The cost of the opioid epidemic is staggering.  For each of the deaths above there are at least two hospitalizations, three ED visits, and 260 users.  We have seen a 900% increase in Hepatitis C over 10 years, and a 922% increase in neonatal abstinence syndrome.

Dr. McNaull then transitioned to a detailed description of the work that goes into and the benefist coming out of a comprehensive opioid stewardship program.  At UNC they now have Standard Opioid Prescription Schedule (SOPS) for 50 procedures including T&A (20 doses under 12, 30 over 12), laparoscopic appendectomy, circumcision, hypospadias repair, hernia repair, etc.  Interestingly, systematically reducing prescribed opioid doses had no negative impact on patients’ pain experience post-operatively. Evidence that needed dose are still available but the over-prescription doses have been reduced.  This program cut UNC’s opioid prescriptions from 1,288,401 doses in 2017 down to 886,550 in 2018.
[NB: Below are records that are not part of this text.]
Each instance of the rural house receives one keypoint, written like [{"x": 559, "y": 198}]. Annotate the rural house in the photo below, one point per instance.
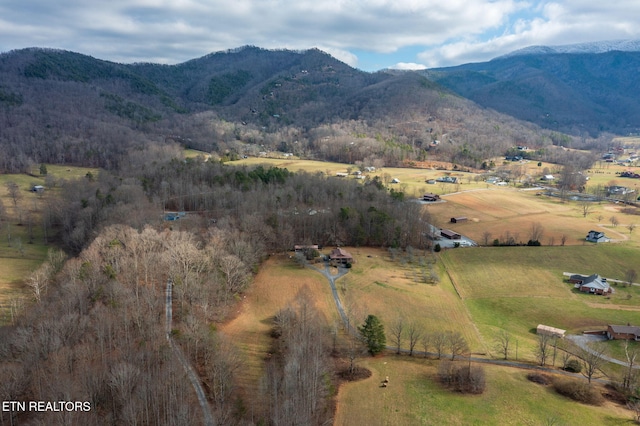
[
  {"x": 299, "y": 248},
  {"x": 593, "y": 284},
  {"x": 550, "y": 331},
  {"x": 339, "y": 255},
  {"x": 623, "y": 332},
  {"x": 597, "y": 237},
  {"x": 450, "y": 234}
]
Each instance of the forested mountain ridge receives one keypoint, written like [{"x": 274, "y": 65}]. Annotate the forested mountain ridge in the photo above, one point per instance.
[
  {"x": 65, "y": 107},
  {"x": 575, "y": 93}
]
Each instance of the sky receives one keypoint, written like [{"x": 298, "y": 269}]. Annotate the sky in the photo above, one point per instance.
[{"x": 367, "y": 34}]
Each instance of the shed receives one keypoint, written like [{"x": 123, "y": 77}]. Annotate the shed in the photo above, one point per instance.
[
  {"x": 340, "y": 256},
  {"x": 550, "y": 331},
  {"x": 450, "y": 234},
  {"x": 623, "y": 332}
]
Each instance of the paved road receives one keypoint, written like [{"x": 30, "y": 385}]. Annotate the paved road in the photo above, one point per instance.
[
  {"x": 583, "y": 341},
  {"x": 193, "y": 377},
  {"x": 579, "y": 340},
  {"x": 326, "y": 271}
]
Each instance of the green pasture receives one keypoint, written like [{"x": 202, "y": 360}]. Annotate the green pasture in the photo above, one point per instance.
[
  {"x": 18, "y": 255},
  {"x": 414, "y": 397},
  {"x": 393, "y": 289},
  {"x": 517, "y": 288}
]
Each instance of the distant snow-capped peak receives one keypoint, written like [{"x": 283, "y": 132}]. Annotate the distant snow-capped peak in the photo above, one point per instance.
[{"x": 593, "y": 47}]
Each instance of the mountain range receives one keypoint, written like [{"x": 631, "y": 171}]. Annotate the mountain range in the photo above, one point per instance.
[
  {"x": 62, "y": 106},
  {"x": 579, "y": 89}
]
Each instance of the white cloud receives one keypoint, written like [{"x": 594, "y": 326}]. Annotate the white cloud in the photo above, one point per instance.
[{"x": 449, "y": 32}]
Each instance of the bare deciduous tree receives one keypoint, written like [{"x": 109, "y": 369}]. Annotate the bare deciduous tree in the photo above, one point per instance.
[
  {"x": 536, "y": 231},
  {"x": 14, "y": 192},
  {"x": 414, "y": 333},
  {"x": 543, "y": 348},
  {"x": 456, "y": 343},
  {"x": 397, "y": 332},
  {"x": 631, "y": 353},
  {"x": 503, "y": 341},
  {"x": 439, "y": 342}
]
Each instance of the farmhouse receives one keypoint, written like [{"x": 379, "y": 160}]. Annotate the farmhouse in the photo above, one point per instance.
[
  {"x": 593, "y": 284},
  {"x": 447, "y": 179},
  {"x": 298, "y": 248},
  {"x": 623, "y": 332},
  {"x": 450, "y": 234},
  {"x": 550, "y": 331},
  {"x": 597, "y": 237},
  {"x": 339, "y": 255}
]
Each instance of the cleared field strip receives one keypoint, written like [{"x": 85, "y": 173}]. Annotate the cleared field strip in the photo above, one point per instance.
[
  {"x": 276, "y": 285},
  {"x": 414, "y": 397}
]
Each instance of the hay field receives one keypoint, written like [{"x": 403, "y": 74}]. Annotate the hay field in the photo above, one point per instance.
[
  {"x": 388, "y": 289},
  {"x": 498, "y": 211},
  {"x": 18, "y": 257},
  {"x": 413, "y": 397},
  {"x": 277, "y": 283},
  {"x": 517, "y": 288}
]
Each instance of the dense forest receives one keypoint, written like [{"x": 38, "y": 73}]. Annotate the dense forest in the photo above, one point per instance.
[
  {"x": 108, "y": 343},
  {"x": 95, "y": 329},
  {"x": 66, "y": 108}
]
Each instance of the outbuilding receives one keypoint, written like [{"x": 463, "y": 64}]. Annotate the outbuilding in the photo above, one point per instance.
[{"x": 546, "y": 330}]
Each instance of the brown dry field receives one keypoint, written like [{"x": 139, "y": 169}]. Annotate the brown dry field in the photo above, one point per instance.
[
  {"x": 375, "y": 279},
  {"x": 275, "y": 286},
  {"x": 501, "y": 210}
]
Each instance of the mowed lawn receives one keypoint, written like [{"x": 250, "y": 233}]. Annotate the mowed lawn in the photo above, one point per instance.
[
  {"x": 509, "y": 212},
  {"x": 414, "y": 397},
  {"x": 389, "y": 289},
  {"x": 18, "y": 257},
  {"x": 517, "y": 288}
]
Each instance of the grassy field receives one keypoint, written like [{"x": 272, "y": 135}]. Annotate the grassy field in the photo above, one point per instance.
[
  {"x": 18, "y": 256},
  {"x": 276, "y": 285},
  {"x": 498, "y": 211},
  {"x": 518, "y": 288},
  {"x": 414, "y": 397},
  {"x": 376, "y": 284}
]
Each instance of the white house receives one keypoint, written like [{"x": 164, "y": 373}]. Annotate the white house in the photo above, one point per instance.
[{"x": 597, "y": 237}]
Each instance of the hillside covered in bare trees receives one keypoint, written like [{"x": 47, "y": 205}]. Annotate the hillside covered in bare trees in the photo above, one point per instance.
[{"x": 67, "y": 108}]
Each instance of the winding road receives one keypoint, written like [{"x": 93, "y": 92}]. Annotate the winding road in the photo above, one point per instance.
[{"x": 581, "y": 341}]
Provider and patient education efforts were a huge effort and a huge piece of the success of this program.  Safe storage and disposal, Resources are available at www.uncopioidsafeuse.org.

Dr. McNaull concluded her talk with a quote and a moving personal revelation.  She quoted Maya Angelo:  “Do the best you can until you know better.  Then when you know better, do better.”  She then revealed to us her very personal connection to the opioid epidemic: the loss of her younger brother.